How a Cursor becomes Bind Aware?
On 11g we have Adaptive Cursor Sharing (ACS) as a mechanism to allow the generation of multiple optimal execution plans for a query. Before ACS we would only have one optimal execution plan in memory for a query given an optimizer environment. There were some exceptions to the rule like having different plans among RAC nodes, or different plans among child cursors when they were not shared. But in essence, before 11g we had one plan in memory for each query.
On ACS we have “bind sensitive” and “bind aware” cursors. The former stage only means “been monitored”, while the latter means: selectivity of predicates during a soft parse determine which optimal plan to use among the ones in memory. So it requires two mechanisms: one to control how to change state from “sensitive” to “aware” and another to select a plan in memory as per the values of the binds.
Becoming Bind Aware
Column v$sql_cs_statistics.rows_processed seems to drive this mechanism. This column is updated during a hard parse and it is a fuzzy representation of the amount of data the query manipulates during its execution (correlated to actual rows in execution plan).
For small values of v$sql_cs_statistics.rows_processed we increment by one v$sql_cs_histogram.bucket_id(0). For medium values we increase by one v$sql_cs_histogram.bucket_id(1). And for large values we do v$sql_cs_histogram.bucket_id(2). Observations on a test case built on 18.104.22.168 seem to indicate that boundaries for these 3 buckets are: less than 1,000; between 1,000 and 1,000,000; and more than 1,000,000.
Cursor Sharing histogram buckets 0-2 are updated on every execution of a bind sensitive query. They represent data volume manipulation of every execution. If there are significant variances then the query would benefit of ACS and it becomes Bind Aware.
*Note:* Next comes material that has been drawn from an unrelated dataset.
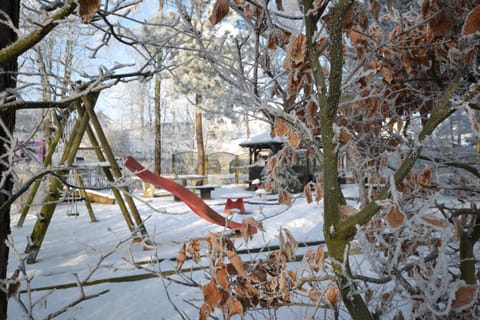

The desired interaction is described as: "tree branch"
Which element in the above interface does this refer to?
[0,0,77,65]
I have observed a couple of scenarios where the values stored on these 3 buckets cause the cursor to become bind aware:
- When two of the buckets have the same value, and this value is not zero
- When the smallest and the largest buckets (0 and 2) have a value other than zero
Keep in mind that observations above are not comprehensive and they may change in future releases. But they give you some clues WHY in some cases your query seems to be erratic in regards to ACS. WHY sometimes it stays as bind sensitive and sometimes it becomes bind aware. Basically ACS requires a ramp-up process. If your SQL executes mostly in one of the 3 volume ranges (as per buckets boundaries), it is possible that sometimes it becomes bind aware but not always. In such cases you may want to use the /*+ bind_aware */ CBO Hint. See this Optimizer Blog.
To help you inserting the /*+ bind_aware */ CBO Hint on an application that cannot be easily modified, you may want to use sqlt/utl/coe_gen_sql_patch.sql which is part of SQLTXPLAIN (MOS/Metalink 215187.1). You can also create a SQL Patch as documented in this other Optimizer Blog.
Script sqlt/utl/coe_gen_sql_patch.sql implements a SQL Patch adding by default 3 CBO Hints to your SQL: GATHER_PLAN_STATISTICS, MONITOR and BIND_AWARE. These 3 Hints would help to force “bind aware” status, and would also enable diagnostics on your query. When you execute this script sqlt/utl/coe_gen_sql_patch.sql you can change the CBO Hints you want in your SQL Patch. I recommend you only pass diagnostics Hints and not access path modifiers.